The government has not announced a ceasefire of its own so far. Colombian officials say that this time they are not going to give the benefit of the doubt to FARC. During the last round of official peace talks held a decade ago, FARC had allegedly used the ceasefire to regroup, recruit and rearm. The government has also historically used negotiations as a ploy to lull the guerillas into complacency. In earlier rounds of negotiations starting from the 1950s, revolutionaries, after being given guarantees that they would be allowed to participate in normal politics, were later singled out and assassinated.
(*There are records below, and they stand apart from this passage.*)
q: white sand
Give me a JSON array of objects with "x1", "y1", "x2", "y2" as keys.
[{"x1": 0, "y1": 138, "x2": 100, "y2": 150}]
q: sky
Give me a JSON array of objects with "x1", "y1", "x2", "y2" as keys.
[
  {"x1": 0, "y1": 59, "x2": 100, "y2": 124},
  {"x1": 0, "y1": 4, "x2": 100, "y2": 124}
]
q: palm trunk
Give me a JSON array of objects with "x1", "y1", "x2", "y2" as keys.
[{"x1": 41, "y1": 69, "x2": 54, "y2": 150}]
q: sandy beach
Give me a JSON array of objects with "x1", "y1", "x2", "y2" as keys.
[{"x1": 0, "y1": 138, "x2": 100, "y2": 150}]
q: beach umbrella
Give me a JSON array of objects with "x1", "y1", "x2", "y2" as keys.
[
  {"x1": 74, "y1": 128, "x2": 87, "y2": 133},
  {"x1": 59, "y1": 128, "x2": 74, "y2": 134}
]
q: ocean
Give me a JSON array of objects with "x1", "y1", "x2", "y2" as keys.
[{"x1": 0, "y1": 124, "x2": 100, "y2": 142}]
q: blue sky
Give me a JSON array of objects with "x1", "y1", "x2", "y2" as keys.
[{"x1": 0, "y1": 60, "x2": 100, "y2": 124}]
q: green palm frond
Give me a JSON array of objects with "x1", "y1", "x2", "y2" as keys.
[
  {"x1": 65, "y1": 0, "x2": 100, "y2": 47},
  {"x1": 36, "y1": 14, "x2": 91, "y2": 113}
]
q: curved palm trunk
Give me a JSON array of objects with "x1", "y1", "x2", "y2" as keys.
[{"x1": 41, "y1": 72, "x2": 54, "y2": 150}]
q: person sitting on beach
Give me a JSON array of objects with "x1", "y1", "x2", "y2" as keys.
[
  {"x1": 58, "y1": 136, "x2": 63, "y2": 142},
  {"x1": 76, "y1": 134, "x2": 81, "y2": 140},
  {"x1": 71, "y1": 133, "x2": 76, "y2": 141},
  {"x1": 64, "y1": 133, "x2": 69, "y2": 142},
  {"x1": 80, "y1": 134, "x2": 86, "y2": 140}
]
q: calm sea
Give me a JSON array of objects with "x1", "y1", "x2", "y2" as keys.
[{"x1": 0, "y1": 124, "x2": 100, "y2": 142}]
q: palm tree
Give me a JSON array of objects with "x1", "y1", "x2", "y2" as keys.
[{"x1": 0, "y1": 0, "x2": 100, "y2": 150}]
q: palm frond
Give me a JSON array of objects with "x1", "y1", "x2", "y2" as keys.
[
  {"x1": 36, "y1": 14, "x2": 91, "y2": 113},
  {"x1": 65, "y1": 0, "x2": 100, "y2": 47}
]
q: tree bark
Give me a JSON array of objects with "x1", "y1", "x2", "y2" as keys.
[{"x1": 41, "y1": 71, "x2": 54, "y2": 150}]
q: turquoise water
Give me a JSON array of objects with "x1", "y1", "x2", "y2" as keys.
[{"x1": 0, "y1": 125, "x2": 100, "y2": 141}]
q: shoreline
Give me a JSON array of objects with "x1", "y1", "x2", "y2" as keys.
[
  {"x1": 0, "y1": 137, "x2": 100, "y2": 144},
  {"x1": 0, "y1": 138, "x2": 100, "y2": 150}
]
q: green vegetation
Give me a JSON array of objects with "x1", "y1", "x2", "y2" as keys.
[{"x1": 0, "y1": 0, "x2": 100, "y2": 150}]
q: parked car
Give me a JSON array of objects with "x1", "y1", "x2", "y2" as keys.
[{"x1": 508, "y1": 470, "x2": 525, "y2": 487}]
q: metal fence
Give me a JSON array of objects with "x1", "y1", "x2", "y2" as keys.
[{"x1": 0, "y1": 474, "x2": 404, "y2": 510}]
Santos has pledged that history will not repeat itself this time around. Santos, who was Defence Minister under Alviro Uribe, has been credited with dealing severe military blows to the rebels. Many in the top leadership of FARC were eliminated during his tenure. But after becoming President, Santos became his own man. He gave up the hard-line policies of his predecessor, who had refused to negotiate with and was intent on militarily defeating FARC. Uribe is now the most vociferous critic of his successor. Santos has also mended fences with Hugo Chavez, the President of Venezuela. The two countries had almost gone to war a few years ago.

The FARC leader, Rodrigo Londono, better known by his nom de guerre Timochenko, said that he was going to the negotiating table without rancour or arrogance but with a strong dose of distrust. After holding preliminary negotiations in Norway, the talks will shift to Havana, where substantive issues will be discussed.